The consequent narrowing of the curriculum in no accidental by-product of standardised testing. Business leaders have campaigned for standardised testing in the belief that it will force schools to focus on the basic skills they need their employees to have such as reading, writing and mathematics, the subjects that are tested. What they don’t want is a curriculum packed with electives irrelevant to the workplace, or worse still subjects that expose children to differing views and values and that promote critical thinking.
It is not enough for schools to be managed like businesses and to treat students like products. Business reformers also want schools to compete in an educational marketplace for students. Various Australian states have restructured schools to introduce competition. In Victoria, where ‘reforms’ were the most radical, schools were dezoned during the 1990s and their funding became dependent on enrolments.
The right of every child to a high quality education is being replaced by the superficial right of every parent to choose the school their child attends. The political agenda behind the promotion of these consumer-oriented rights is the reconstitution of education in the business model. Education, once a public good and a human right, is becoming a commodity and parental participation in school education has been reduced to consumer choice. The main reason why the Australian government wants school test results available to parents is to encourage the exercise of that choice.
As part of the push for schools to become more like competing businesses there has been a major push for the private provision of educational services in many countries. The introduction of business management structures into education, along with the elimination of many of the functions and professional services provided to schools for free by government education departments, was an early step in this process. It opened the way for “a host of private agencies, consultants and professional firms” to fill the gap on a commercial basis.7
Private provision has occurred at three levels: supplementary services such as catering and cleaning; private educational services provided outside of school hours, such as tutoring, educational software and after school care; and core education services such as managing or operating schools. At the extreme end of the privatisation spectrum are schools that are run as businesses for profit, as are many US publicly-funded charter schools.
In many countries a public abhorrence of for-profit education combined with a scepticism on the part of the business community that profits can actually be made from running schools, has ruled out for-profit schools. However in the UK public schools are increasingly being run by private entities, including businesses, with public money. In Australia private schools receive an increasing share of public funding, ensuring that private schools are an increasingly attractive option for parents encouraged to view education as a consumer choice. In each case the ideals of public education are being eroded in order to encourage a private market in education.
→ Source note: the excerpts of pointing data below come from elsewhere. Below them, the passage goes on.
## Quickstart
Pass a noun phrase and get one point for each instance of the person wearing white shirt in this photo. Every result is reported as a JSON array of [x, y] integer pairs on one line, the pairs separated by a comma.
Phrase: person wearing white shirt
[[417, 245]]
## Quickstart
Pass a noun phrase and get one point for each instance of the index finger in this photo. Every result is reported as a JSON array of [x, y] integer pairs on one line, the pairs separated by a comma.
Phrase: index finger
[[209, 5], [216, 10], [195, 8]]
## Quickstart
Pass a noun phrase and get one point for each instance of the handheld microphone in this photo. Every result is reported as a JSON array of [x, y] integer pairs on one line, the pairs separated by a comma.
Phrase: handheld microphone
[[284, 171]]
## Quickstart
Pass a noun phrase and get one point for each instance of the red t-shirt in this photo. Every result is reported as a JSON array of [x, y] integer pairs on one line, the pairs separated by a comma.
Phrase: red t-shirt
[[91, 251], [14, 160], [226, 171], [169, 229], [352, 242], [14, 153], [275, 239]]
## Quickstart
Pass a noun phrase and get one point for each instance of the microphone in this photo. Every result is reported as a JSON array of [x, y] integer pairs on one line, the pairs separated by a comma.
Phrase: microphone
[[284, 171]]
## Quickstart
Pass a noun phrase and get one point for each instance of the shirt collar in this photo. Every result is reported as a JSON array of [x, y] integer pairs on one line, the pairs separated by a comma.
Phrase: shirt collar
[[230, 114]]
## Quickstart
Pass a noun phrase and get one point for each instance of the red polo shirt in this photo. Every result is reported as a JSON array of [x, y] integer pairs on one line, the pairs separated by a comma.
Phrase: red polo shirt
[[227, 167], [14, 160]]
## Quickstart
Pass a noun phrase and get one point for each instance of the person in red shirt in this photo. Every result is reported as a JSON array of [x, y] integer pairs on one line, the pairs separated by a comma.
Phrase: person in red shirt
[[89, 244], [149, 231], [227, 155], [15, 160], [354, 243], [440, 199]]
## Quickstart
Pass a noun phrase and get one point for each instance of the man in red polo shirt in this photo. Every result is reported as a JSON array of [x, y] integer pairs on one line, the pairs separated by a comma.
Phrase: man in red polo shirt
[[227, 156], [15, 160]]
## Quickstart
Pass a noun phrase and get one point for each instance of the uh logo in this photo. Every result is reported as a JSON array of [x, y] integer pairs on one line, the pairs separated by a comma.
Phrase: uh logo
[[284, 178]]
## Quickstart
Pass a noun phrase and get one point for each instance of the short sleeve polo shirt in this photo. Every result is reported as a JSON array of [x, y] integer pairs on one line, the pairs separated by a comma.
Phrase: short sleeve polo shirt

3. Terri Seddonet al., ‘Remaking Public Education: After a Nation-Building State Changes Its Mind’, in Alan Reid (ed.), Going Public: Education Policy and Public Education in Australia, Canberra, Australian Curriculum Studies Association (ACSA), 1998, p77.
4. See for example Linda Doherty, ‘Affordable Learning Top of Wish List’, Sydney Morning Herald, 31 July 2004, p. 10.
5. Children Schools and Families Committee, ‘Testing and Assessment: Third Report of Session 2007-08’, House of Commons, 13 May 2008, p. 21.